By Thomas Long, J.D.
A license permitted use of the software in China, but forensic evidence showed the licensee circumvented access controls in order to use the software in its California office.
Electronic design automation provider Synopsys, Inc., has been granted a preliminary injunction barring integrated circuits and systems developer InnoGrit Corp. from accessing, using, transferring, or copying Synopsys’s software in violation of the Digital Millennium Copyright Act. According to the federal district court in San Jose, California, Synopsys was likely to succeed on the merits of its DMCA claims for circumvention of access control measures and importing software to carry out that circumvention. Forensic evidence showed that InnoGrit imported a "crack file" from an Iranian software piracy website and obtained license key generator software from a Chinese website in order to unlock the Synopsys software and use it without authorization (Synopsys, Inc. v. InnoGrit Corp., June 26, 2019, Koh, L.).
The electronic design automation (EDA) technology provided by Synopsys uses computers to design, verify, and simulate the performance of electronic circuits. Synopsys offers a variety of EDA software applications to purchasers. In order to access the software, customers purchase licenses that grant them limited rights to install the software and to access and use specific programs subject to control by Synopsys via a license key system. The license key system controls access to the EDA software by requiring a user to access an encrypted control code provided by Synopsys in order to execute the software. The control code is contained in a license key file that specifies the location or locations where the software is authorized to be used.
In January 2017, Synopsys subsidiary Synopsys International Ltd.—which was charged with distribution and oversight of Synopsys software in China—executed an end user license and maintenance agreement (EULA) with InnoGrit. The license authorized InnoGrit to use the Synopsys EDA software at an address provided by InnoGrit, which was located in Shanghai, China. Around May 2017, Synopsys accused InnoGrit of pirating Synopsys software for use in InnoGrit’s San Jose, California, office. Synopsys alleged that InnoGrit engaged in unlawful circumvention of the license key system, in violation of Section 1201(a)(1) of the DMCA and imported technology to carry out that circumvention in violation of DMCA Section 1201(a)(2). InnoGrit’s actions allegedly allowed it to use the EDA software without authorization "many thousands of times." Synopsys filed suit against InnoGrit and filed an ex parte application for a temporary restraining order, which was denied. However, the court ordered InnoGrit to show cause why a preliminary injunction should not issue. After briefing by the parties, the court decided to grant a preliminary injunction.
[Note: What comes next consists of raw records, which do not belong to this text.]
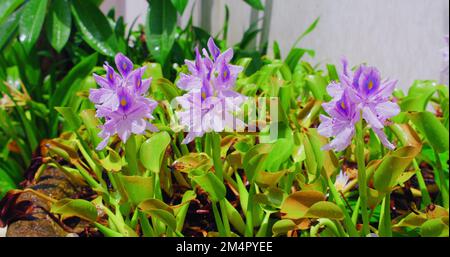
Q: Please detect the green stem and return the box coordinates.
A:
[434,151,449,209]
[327,177,358,237]
[413,159,431,207]
[352,197,361,224]
[212,203,226,236]
[355,119,370,236]
[219,199,231,237]
[378,193,392,237]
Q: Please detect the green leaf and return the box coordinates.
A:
[45,0,72,53]
[172,153,213,173]
[139,131,171,173]
[118,175,155,206]
[272,217,297,236]
[280,190,325,220]
[304,201,344,220]
[244,0,264,11]
[72,0,117,57]
[408,111,449,153]
[189,170,226,202]
[19,0,48,52]
[0,9,23,52]
[284,48,315,72]
[420,219,449,238]
[306,75,328,101]
[145,0,177,66]
[170,0,189,15]
[100,149,122,172]
[50,198,97,222]
[0,0,24,24]
[374,146,421,193]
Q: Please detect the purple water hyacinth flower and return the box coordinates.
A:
[318,86,360,151]
[341,61,400,150]
[176,38,245,143]
[319,60,400,151]
[89,53,157,150]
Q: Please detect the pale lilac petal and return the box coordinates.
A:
[362,106,384,129]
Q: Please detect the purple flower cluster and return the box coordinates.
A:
[89,53,157,150]
[176,38,245,144]
[318,60,400,151]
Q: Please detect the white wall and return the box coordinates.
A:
[104,0,449,89]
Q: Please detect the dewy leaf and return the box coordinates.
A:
[145,0,177,66]
[100,149,122,172]
[374,146,421,193]
[172,153,213,173]
[0,9,23,50]
[408,111,449,153]
[244,0,264,11]
[189,170,226,202]
[72,0,117,57]
[170,0,189,15]
[394,212,427,228]
[243,144,273,182]
[138,199,174,215]
[19,0,48,52]
[304,201,344,220]
[45,0,72,52]
[0,0,24,24]
[50,198,97,222]
[139,131,171,173]
[420,219,449,237]
[117,175,155,206]
[280,190,325,220]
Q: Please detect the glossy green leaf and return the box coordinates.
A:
[50,198,97,222]
[19,0,48,52]
[139,131,171,173]
[172,153,213,173]
[408,111,449,153]
[244,0,264,11]
[304,201,344,220]
[374,146,421,193]
[100,149,122,172]
[0,9,22,50]
[0,0,24,24]
[189,170,226,202]
[420,219,449,238]
[306,75,328,101]
[272,220,297,235]
[280,191,325,220]
[117,175,155,206]
[45,0,72,52]
[72,0,117,57]
[170,0,189,15]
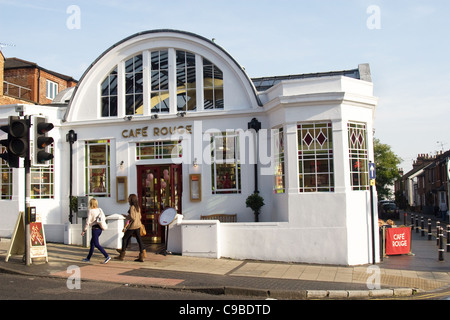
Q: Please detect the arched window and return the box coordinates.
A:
[176,51,197,111]
[100,48,225,118]
[150,50,170,113]
[203,58,224,109]
[101,67,117,117]
[125,54,144,116]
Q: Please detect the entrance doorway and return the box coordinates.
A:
[137,164,183,243]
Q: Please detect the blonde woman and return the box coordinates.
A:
[81,198,111,263]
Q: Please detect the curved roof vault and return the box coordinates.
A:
[64,29,262,122]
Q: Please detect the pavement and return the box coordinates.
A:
[0,215,450,300]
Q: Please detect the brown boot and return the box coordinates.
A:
[134,252,144,262]
[134,249,147,259]
[114,250,126,261]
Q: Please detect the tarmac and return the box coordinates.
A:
[0,215,450,300]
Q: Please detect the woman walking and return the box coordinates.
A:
[114,194,144,262]
[81,198,111,263]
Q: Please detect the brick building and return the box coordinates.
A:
[395,150,450,216]
[0,52,77,105]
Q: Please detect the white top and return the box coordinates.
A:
[84,208,100,232]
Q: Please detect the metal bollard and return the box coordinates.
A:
[436,221,441,246]
[428,219,433,240]
[447,224,450,252]
[420,217,425,237]
[439,228,444,261]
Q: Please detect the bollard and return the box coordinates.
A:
[436,221,441,246]
[416,215,419,233]
[420,217,425,237]
[428,219,433,240]
[447,224,450,252]
[439,228,444,261]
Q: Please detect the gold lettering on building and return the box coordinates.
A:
[122,125,192,139]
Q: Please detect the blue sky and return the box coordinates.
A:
[0,0,450,171]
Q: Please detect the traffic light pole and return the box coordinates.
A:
[23,116,31,266]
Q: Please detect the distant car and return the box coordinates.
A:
[379,203,400,220]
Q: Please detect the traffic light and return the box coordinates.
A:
[31,116,54,166]
[0,116,30,168]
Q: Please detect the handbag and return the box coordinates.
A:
[96,208,108,230]
[141,224,147,237]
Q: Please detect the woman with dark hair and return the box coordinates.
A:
[114,194,144,262]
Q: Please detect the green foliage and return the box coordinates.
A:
[373,138,402,199]
[245,193,264,213]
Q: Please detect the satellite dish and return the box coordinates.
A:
[159,208,177,226]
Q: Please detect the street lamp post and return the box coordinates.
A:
[66,130,77,223]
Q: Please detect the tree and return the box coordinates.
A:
[373,138,402,199]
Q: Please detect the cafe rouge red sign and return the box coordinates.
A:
[386,228,411,256]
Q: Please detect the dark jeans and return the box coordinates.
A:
[87,227,108,259]
[122,229,144,252]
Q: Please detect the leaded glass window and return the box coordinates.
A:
[273,128,285,193]
[211,132,241,194]
[85,140,111,197]
[347,122,369,190]
[125,54,144,116]
[101,67,117,117]
[176,50,197,112]
[30,144,55,199]
[203,58,224,109]
[297,122,334,192]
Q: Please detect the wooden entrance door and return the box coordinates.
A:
[137,164,183,243]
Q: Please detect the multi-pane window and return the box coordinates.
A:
[99,48,225,119]
[136,140,183,160]
[176,50,197,112]
[125,54,144,116]
[85,140,111,197]
[211,132,241,194]
[45,80,58,100]
[150,50,170,113]
[101,67,117,117]
[203,58,224,109]
[297,122,334,192]
[347,122,369,190]
[273,128,285,193]
[0,147,13,200]
[30,145,55,199]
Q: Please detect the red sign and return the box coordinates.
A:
[386,228,411,256]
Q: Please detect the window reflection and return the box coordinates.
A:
[203,59,224,109]
[125,54,144,115]
[150,50,169,113]
[176,51,197,111]
[101,67,117,117]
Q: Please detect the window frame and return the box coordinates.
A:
[45,79,59,100]
[85,139,111,198]
[297,120,335,193]
[347,121,370,191]
[211,131,242,195]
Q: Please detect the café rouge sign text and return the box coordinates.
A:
[122,125,192,139]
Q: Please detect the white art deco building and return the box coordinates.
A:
[0,30,378,265]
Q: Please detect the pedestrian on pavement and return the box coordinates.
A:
[114,194,144,262]
[81,198,111,263]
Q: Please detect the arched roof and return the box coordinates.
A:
[65,29,262,121]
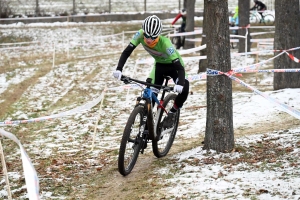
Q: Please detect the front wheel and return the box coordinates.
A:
[152,94,180,158]
[118,106,144,176]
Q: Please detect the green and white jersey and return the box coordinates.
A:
[130,29,184,66]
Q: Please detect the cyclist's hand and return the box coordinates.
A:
[113,70,122,80]
[174,85,183,94]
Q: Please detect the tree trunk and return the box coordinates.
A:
[198,1,209,73]
[238,0,251,53]
[273,0,300,90]
[184,0,196,49]
[203,0,234,152]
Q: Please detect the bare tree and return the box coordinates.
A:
[203,0,234,152]
[273,0,300,90]
[72,0,76,15]
[184,0,196,49]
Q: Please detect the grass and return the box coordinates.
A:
[0,21,300,199]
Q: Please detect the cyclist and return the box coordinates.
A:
[113,15,189,128]
[172,8,186,49]
[250,0,267,23]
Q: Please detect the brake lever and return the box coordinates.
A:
[121,75,130,84]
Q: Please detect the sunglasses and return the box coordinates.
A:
[144,33,157,40]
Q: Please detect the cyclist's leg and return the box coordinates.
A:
[169,70,190,109]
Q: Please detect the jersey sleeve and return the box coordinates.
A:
[172,13,182,25]
[130,29,144,46]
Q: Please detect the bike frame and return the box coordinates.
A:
[121,76,173,140]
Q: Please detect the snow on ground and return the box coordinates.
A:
[0,17,300,199]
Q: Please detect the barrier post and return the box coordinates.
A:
[0,140,12,200]
[122,31,125,51]
[92,86,106,151]
[52,41,55,68]
[245,27,248,65]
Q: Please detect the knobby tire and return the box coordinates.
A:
[118,106,144,176]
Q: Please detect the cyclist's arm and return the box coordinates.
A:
[250,4,257,10]
[117,42,136,71]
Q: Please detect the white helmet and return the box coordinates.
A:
[142,15,162,38]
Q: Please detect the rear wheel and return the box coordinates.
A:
[118,106,144,176]
[152,94,180,158]
[264,14,275,26]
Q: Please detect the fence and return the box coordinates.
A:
[5,0,275,16]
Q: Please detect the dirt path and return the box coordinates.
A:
[82,117,299,200]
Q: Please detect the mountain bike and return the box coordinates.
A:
[249,10,275,26]
[118,76,180,176]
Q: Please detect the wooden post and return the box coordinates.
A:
[0,140,12,200]
[92,86,106,151]
[108,0,111,13]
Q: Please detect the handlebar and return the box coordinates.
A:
[121,75,174,92]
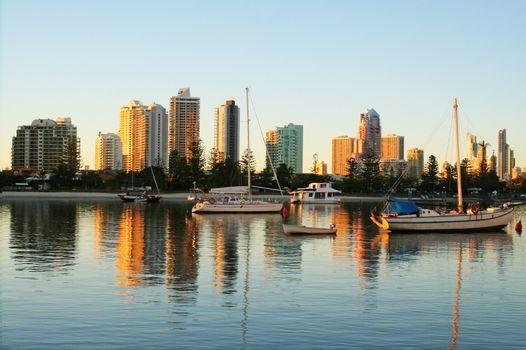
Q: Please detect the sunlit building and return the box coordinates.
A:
[380,134,404,160]
[11,117,80,171]
[266,123,303,173]
[354,108,382,159]
[332,136,354,175]
[214,100,239,162]
[168,87,201,159]
[497,129,509,180]
[119,100,148,172]
[407,148,424,179]
[95,132,122,170]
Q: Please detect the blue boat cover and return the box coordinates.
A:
[385,201,420,215]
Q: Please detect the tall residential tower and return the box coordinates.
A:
[214,100,239,162]
[168,87,201,159]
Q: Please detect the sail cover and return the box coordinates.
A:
[384,201,420,215]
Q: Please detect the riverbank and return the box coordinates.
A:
[0,191,383,202]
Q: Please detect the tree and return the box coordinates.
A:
[420,155,438,191]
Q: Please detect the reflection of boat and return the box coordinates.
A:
[192,88,283,213]
[283,224,336,235]
[371,98,513,232]
[290,182,341,204]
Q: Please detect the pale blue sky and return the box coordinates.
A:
[0,0,526,171]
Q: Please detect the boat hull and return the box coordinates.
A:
[283,224,336,235]
[192,202,283,213]
[381,208,513,232]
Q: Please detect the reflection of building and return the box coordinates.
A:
[11,117,80,171]
[332,136,354,175]
[8,200,78,273]
[380,134,404,160]
[214,100,239,162]
[116,206,144,287]
[95,132,122,170]
[266,123,303,173]
[168,87,201,159]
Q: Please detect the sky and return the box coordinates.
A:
[0,0,526,172]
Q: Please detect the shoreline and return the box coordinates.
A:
[0,191,383,202]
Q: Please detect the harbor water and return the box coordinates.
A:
[0,198,526,349]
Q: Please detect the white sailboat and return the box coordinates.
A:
[371,98,513,232]
[192,88,283,213]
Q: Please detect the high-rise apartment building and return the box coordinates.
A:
[119,100,148,172]
[266,123,303,173]
[119,100,168,172]
[146,103,168,168]
[332,136,354,175]
[214,100,239,162]
[354,108,382,159]
[168,87,200,159]
[497,129,509,180]
[11,117,80,171]
[95,132,122,170]
[380,134,404,160]
[407,148,424,179]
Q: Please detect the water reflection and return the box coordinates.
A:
[9,200,78,273]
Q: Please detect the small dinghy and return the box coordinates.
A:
[283,224,336,235]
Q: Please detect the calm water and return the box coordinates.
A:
[0,199,526,349]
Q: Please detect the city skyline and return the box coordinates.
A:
[0,1,526,169]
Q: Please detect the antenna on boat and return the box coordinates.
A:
[453,97,463,213]
[245,86,252,200]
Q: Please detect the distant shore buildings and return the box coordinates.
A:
[11,117,80,171]
[266,123,303,173]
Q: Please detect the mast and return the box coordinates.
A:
[453,97,463,213]
[245,87,252,199]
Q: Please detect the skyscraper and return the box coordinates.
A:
[354,108,382,159]
[119,100,148,172]
[407,148,424,179]
[214,100,239,161]
[11,117,80,171]
[266,123,303,173]
[168,87,200,159]
[332,136,354,175]
[497,129,508,180]
[146,103,168,168]
[95,132,122,170]
[380,134,404,160]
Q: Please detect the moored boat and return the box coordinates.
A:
[290,182,341,204]
[371,98,513,232]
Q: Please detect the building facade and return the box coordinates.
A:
[119,100,148,172]
[380,134,404,160]
[95,132,122,170]
[497,129,509,180]
[407,148,424,179]
[331,136,354,175]
[266,123,303,173]
[214,100,240,162]
[11,117,80,171]
[354,108,382,159]
[168,87,201,159]
[146,103,168,168]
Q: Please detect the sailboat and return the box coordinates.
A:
[371,98,513,232]
[192,87,283,213]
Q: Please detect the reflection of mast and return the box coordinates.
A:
[449,242,462,350]
[241,222,250,345]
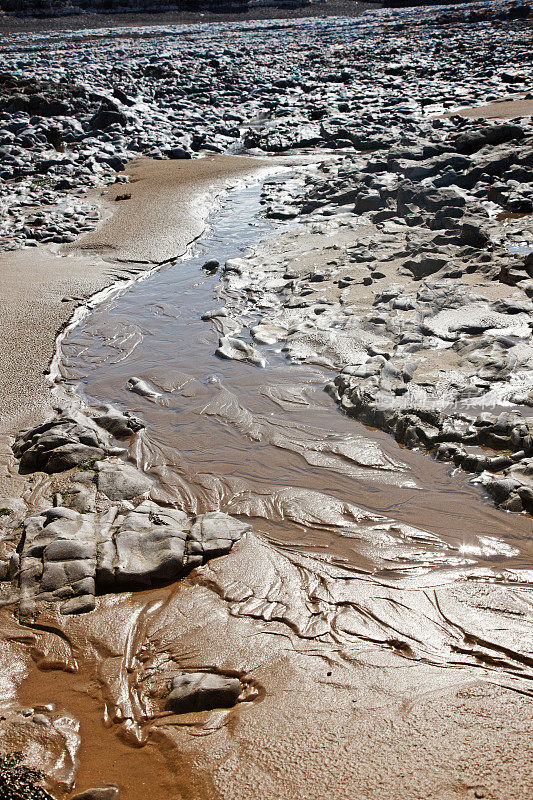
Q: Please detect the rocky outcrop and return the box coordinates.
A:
[14,501,251,616]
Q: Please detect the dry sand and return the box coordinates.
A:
[0,156,269,504]
[454,97,533,119]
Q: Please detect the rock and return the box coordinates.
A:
[93,407,145,439]
[165,672,242,714]
[14,501,251,615]
[95,459,154,500]
[126,377,162,403]
[13,416,106,474]
[89,109,128,130]
[461,222,491,249]
[215,336,266,367]
[70,786,120,800]
[202,258,220,278]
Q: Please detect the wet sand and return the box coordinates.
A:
[454,97,533,119]
[0,156,267,497]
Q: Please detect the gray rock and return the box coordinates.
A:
[95,459,154,500]
[70,786,120,800]
[165,672,242,714]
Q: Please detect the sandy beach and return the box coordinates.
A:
[0,0,533,800]
[0,157,266,499]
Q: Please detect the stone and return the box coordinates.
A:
[95,459,154,500]
[70,786,120,800]
[165,672,242,714]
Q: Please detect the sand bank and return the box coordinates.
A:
[0,156,268,496]
[454,97,533,119]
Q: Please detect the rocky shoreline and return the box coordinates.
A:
[0,2,533,800]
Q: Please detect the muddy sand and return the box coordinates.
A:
[0,3,533,800]
[0,156,261,496]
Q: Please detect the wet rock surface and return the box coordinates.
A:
[9,501,250,616]
[0,2,533,800]
[0,2,530,249]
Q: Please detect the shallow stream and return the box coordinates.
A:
[59,184,532,577]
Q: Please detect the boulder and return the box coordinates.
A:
[165,672,242,714]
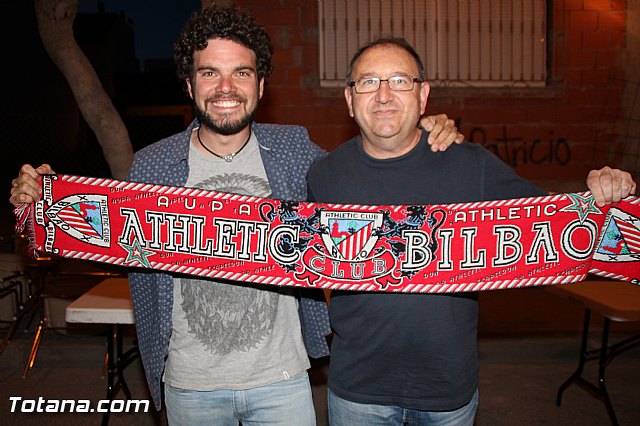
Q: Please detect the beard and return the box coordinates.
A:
[193,94,258,136]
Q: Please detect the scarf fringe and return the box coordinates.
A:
[13,203,39,259]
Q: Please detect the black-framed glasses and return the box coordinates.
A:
[348,75,422,93]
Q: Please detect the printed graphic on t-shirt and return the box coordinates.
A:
[181,173,278,355]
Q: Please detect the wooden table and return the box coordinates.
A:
[66,278,139,425]
[548,281,640,425]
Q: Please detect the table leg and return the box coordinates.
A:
[556,309,618,426]
[102,324,119,426]
[116,324,131,399]
[598,317,618,425]
[556,309,591,407]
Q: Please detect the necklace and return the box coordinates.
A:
[196,127,251,163]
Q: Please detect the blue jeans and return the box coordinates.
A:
[164,371,316,426]
[329,390,478,426]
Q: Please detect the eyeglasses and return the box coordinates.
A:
[348,75,422,93]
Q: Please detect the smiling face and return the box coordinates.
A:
[345,44,429,158]
[187,39,264,135]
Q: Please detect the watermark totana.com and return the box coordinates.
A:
[9,396,149,413]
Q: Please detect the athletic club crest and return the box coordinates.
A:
[320,211,382,261]
[44,194,111,247]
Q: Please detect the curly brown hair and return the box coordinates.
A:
[174,4,273,83]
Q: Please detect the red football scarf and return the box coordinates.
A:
[16,175,640,293]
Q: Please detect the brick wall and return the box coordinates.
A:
[235,0,627,191]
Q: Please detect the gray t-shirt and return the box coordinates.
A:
[164,131,309,391]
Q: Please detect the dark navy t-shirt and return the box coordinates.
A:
[308,132,545,411]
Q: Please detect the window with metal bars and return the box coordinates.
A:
[318,0,547,87]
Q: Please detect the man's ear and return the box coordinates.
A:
[420,81,431,115]
[344,86,354,117]
[185,79,193,99]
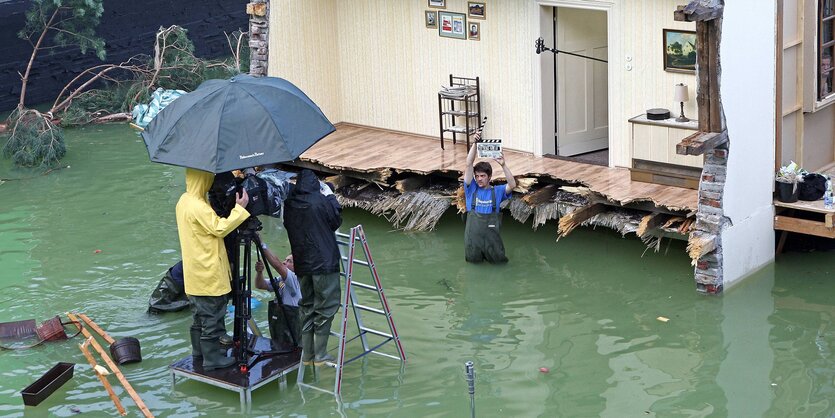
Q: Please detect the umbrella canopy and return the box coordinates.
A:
[142,75,335,173]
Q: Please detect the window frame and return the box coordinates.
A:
[815,0,835,103]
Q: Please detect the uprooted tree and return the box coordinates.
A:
[3,0,105,168]
[3,20,249,168]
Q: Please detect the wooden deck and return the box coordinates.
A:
[300,123,698,212]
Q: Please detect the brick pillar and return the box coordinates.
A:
[246,0,270,77]
[690,142,730,294]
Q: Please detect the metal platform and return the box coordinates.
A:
[170,336,301,411]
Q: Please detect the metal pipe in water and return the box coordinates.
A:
[464,361,475,418]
Likelihood of success. Synopsys retained a consulting company to analyze forensic evidence from InnoGrit’s computers. The consultant identified at least two ways InnoGrit apparently violated 17 U.S.C. §1201(a)(1), which prohibits "circumvention of technological measures that effectively control access to a copyrighted work." First, the consultant’s examination revealed evidence of software piracy, including forensic artifacts related to counterfeit license keys, counterfeit key generators, and "crack" files for Synopsys software. A "crack file" generally contains tools to unlock unauthorized copies of particular software, in this case the Synopsys EDA software. Second, the consultant reported that InnoGrit manually changed the media access control (MAC) address on 11 computers in the United States, which allowed InnoGrit to run the EDA software on unauthorized computers. Because the EDA software only ran when a license key matched the MAC address of a computer authorized to run the software, this conduct amounted to circumvented of an access control measure, the court said. In addition, the forensic evidence showed that InnoGrit imported a crack file from an Iranian software piracy website and obtained license key generator software from a Chinese website that hosted pirated software. Therefore, the court said, Synopsys can prove that InnoGrit imported technology that can circumvent Synopsys’s measures to control access to its EDA software, in violation of 17 U.S.C. §1201(a)(2).
Irreparable harm. The court found that Synopsys established the requisite irreparable harm for issuance of a preliminary injunction. Synopsys estimated that software piracy decreased its market share by about $500 million in revenue every year, and asserted that competing with piracy "creates downward pricing pressure to induce customers to pay for a license rather than paying nothing to use pirated software off the street—or, as in this case, from a Chinese or Iranian piracy website."
Balance of equities; public interest. The balance of equities favored an injunction, in the court’s view. There was evidence that InnoGrit continued to use unauthorized copies of the EDA software until May 26, 2019, more than a month after suit was filed. Furthermore, InnoGrit did not identify any damage it might sustain from an injunction. An injunction would do no more than require InnoGrit to comply with the law, the court said. In addition, the public interest favored an injunction because the public had an interest in enforcing the DMCA.
This case is No. 5:19-cv-02082-LHK.
Attorneys: Denise Marie Mingrone (Orrick, Herrington & Sutcliffe LLP) for Synopsys, Inc. Jeremy Todd Elman (Dorsey & Whitney LLP) and Daralyn J. Durie (Durie Tangri LLP) for InnoGrit Corp.
Companies: Synopsys, Inc.; InnoGrit Corp.